If we can get Spack to be used in that way, then that solves the problem as far as I am concerned.
FYI: CMake 3.22.4 and CMake 3.23.1 has been installed both on the SEMS modules (see internal issue SEPW-522) as the modules sems-cmake/3.22.4
and sems-cmake/3.23.1
and on the LLNL systems (see internal issue SEPW-526) as cmake/3.22.4
and cmake/3.23.1
. I was able to test the SEMS modules with TriBITS but I don't have access to the LLNL machines.
@rppawlo, could you or someone with access to the LLNL machines confirm these modules cmake/3.22.4
and cmake/3.23.1
exist and work?
These are all being installed with Spack so I am sure they work (and it is hard to mess up a CMake install, unless you turn on and use OpenSSNL support).
Also, note that the cmake/3.22.3
module has been installed on the SNL Vanguard systems since the end of March (see internal issue SEPW-527).
All that is left is to install CMake 3.22 with the CEE CDE and with SPARC. (My guess is that SPARC and install an updated version of CMake very quickly when needed.)
@bartlettroscoe On LLNL's Lassen, the highest version of CMake that I see is 3.21.1
Apparently the cmake/3.22.4 and cmake/3.23.1 modules are missing on the LLNL ATS-2 support machines as well.
But at least CMake 3.21 is better than CMake 3.17 which is where we are right now if that is what we have to settle for.
On LLNL's Lassen, the highest version of CMake that I see is 3.21.1
@cgcgcg, I am told they are there. Can you please try again, this time with module avail cmake
or module spider cmake
? Or just try module load cmake/3.22.4
and see if it works?
Just checked again, and now I see cmake/3.23.1.
It has been confirmed by @rppawlo and @cgcgcg that the modules cmake/3.22.4
and cmake/3.23.1
have been installed on the needed LLNL testbed machines.
I think we are just about there having all of the systems supporting CMake 3.22+ as described in:
- https://sems-atlassian-son.sandia.gov/jira/browse/SEPW-520
Just the Sierra project has not confirmed they have upgraded yet.

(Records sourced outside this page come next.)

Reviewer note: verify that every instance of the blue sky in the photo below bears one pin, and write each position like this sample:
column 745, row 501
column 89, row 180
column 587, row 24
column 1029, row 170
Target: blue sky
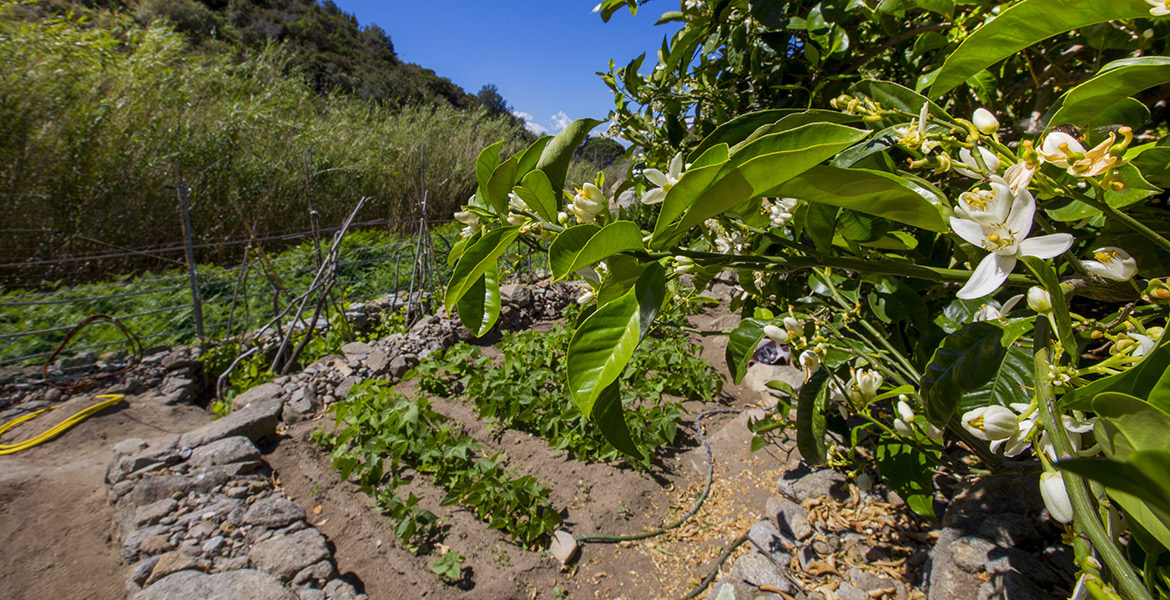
column 541, row 54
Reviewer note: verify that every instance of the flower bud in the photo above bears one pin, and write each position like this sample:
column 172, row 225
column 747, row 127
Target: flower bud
column 1039, row 300
column 1055, row 496
column 776, row 335
column 985, row 122
column 991, row 422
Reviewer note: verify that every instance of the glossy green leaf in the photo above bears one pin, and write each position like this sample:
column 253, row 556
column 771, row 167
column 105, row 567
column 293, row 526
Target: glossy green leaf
column 1127, row 423
column 742, row 345
column 616, row 238
column 963, row 363
column 1012, row 383
column 559, row 151
column 610, row 419
column 738, row 130
column 500, row 185
column 811, row 406
column 538, row 194
column 693, row 183
column 475, row 261
column 1138, row 380
column 908, row 471
column 604, row 343
column 871, row 192
column 566, row 246
column 527, row 160
column 765, row 164
column 1144, row 475
column 1023, row 25
column 487, row 163
column 479, row 309
column 1112, row 84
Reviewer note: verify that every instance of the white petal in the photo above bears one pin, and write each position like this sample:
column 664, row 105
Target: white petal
column 676, row 165
column 656, row 177
column 654, row 197
column 969, row 230
column 1019, row 219
column 991, row 273
column 1046, row 246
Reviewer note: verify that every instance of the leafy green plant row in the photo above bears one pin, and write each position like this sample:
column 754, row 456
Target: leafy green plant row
column 382, row 433
column 524, row 391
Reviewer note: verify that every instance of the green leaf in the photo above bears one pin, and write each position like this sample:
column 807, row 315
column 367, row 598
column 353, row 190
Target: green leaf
column 475, row 261
column 604, row 343
column 610, row 420
column 479, row 309
column 616, row 238
column 1114, row 83
column 1024, row 25
column 559, row 151
column 763, row 165
column 871, row 192
column 811, row 406
column 908, row 473
column 738, row 130
column 1138, row 380
column 742, row 345
column 963, row 363
column 529, row 157
column 1144, row 475
column 1127, row 423
column 487, row 163
column 538, row 194
column 500, row 185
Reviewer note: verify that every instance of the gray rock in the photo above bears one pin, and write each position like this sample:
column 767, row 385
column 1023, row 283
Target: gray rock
column 225, row 452
column 255, row 422
column 130, row 545
column 170, row 563
column 1004, row 560
column 948, row 579
column 151, row 514
column 766, row 536
column 800, row 485
column 341, row 590
column 140, row 571
column 790, row 516
column 1009, row 530
column 254, row 395
column 401, row 364
column 273, row 512
column 229, row 585
column 315, row 574
column 377, row 361
column 302, row 404
column 284, row 556
column 970, row 552
column 758, row 571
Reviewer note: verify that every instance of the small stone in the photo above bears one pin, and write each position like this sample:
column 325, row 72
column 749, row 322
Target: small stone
column 273, row 511
column 284, row 556
column 970, row 552
column 564, row 546
column 170, row 563
column 140, row 571
column 153, row 512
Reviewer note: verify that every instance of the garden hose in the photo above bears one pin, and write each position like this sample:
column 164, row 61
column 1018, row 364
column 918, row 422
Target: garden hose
column 60, row 428
column 699, row 502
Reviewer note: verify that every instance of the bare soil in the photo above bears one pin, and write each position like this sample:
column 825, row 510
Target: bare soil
column 55, row 522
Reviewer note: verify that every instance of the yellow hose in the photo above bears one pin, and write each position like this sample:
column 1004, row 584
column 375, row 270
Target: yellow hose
column 60, row 428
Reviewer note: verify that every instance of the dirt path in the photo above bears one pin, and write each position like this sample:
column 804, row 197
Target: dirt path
column 54, row 518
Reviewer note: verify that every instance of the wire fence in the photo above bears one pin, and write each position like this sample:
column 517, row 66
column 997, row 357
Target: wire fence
column 229, row 300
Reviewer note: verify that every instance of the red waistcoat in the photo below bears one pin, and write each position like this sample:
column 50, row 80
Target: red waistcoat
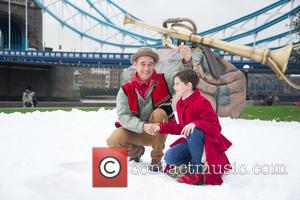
column 160, row 94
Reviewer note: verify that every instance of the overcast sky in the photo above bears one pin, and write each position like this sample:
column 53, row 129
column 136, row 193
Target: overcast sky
column 206, row 14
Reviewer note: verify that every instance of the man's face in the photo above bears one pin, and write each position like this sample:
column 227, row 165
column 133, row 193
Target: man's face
column 144, row 66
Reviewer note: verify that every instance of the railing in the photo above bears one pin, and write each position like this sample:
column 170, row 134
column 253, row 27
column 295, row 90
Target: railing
column 113, row 60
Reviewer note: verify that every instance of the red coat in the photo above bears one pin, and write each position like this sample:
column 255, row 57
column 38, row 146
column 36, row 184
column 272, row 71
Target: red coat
column 197, row 109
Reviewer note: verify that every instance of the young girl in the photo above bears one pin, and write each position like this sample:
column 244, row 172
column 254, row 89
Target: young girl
column 197, row 121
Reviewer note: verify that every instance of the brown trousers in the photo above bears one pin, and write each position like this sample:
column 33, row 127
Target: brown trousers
column 122, row 137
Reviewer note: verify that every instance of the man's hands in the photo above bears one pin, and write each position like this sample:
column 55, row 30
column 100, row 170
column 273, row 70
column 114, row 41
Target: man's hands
column 151, row 129
column 185, row 52
column 188, row 129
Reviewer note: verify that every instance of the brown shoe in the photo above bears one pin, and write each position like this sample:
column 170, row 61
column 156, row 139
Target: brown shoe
column 155, row 166
column 138, row 157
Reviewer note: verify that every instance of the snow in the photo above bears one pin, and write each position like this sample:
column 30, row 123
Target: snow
column 48, row 155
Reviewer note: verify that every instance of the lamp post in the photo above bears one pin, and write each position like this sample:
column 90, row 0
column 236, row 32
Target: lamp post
column 77, row 79
column 246, row 69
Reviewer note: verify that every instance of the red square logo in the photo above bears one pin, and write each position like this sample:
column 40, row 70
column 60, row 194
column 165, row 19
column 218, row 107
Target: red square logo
column 109, row 167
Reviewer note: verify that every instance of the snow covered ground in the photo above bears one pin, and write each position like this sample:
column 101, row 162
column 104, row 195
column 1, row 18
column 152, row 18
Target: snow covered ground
column 48, row 155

But since they use Spack and Spack supports checksummed CMake 3.22.4 and 3.32.1, this should be an easy addition.
I think we should pull the trigger on the upgrade of the minimum version of CMake needed by TriBITS and Trilinos to 3.22 any day now.
I need to upgrade the minimum version of CMake so that I can properly rename and deprecate some TriBITS functions as per https://github.com/TriBITSPub/TriBITS/pull/493#discussion_r921395885.
I will to get #10614 merged and then I will upgrade the minimum CMake version for TriBITS 'master' to CMake 3.22. Then to get future upgrades of TriBITS to Trilinos, the PR testing of Trilinos will need to be upgraded to CMake 3.22+.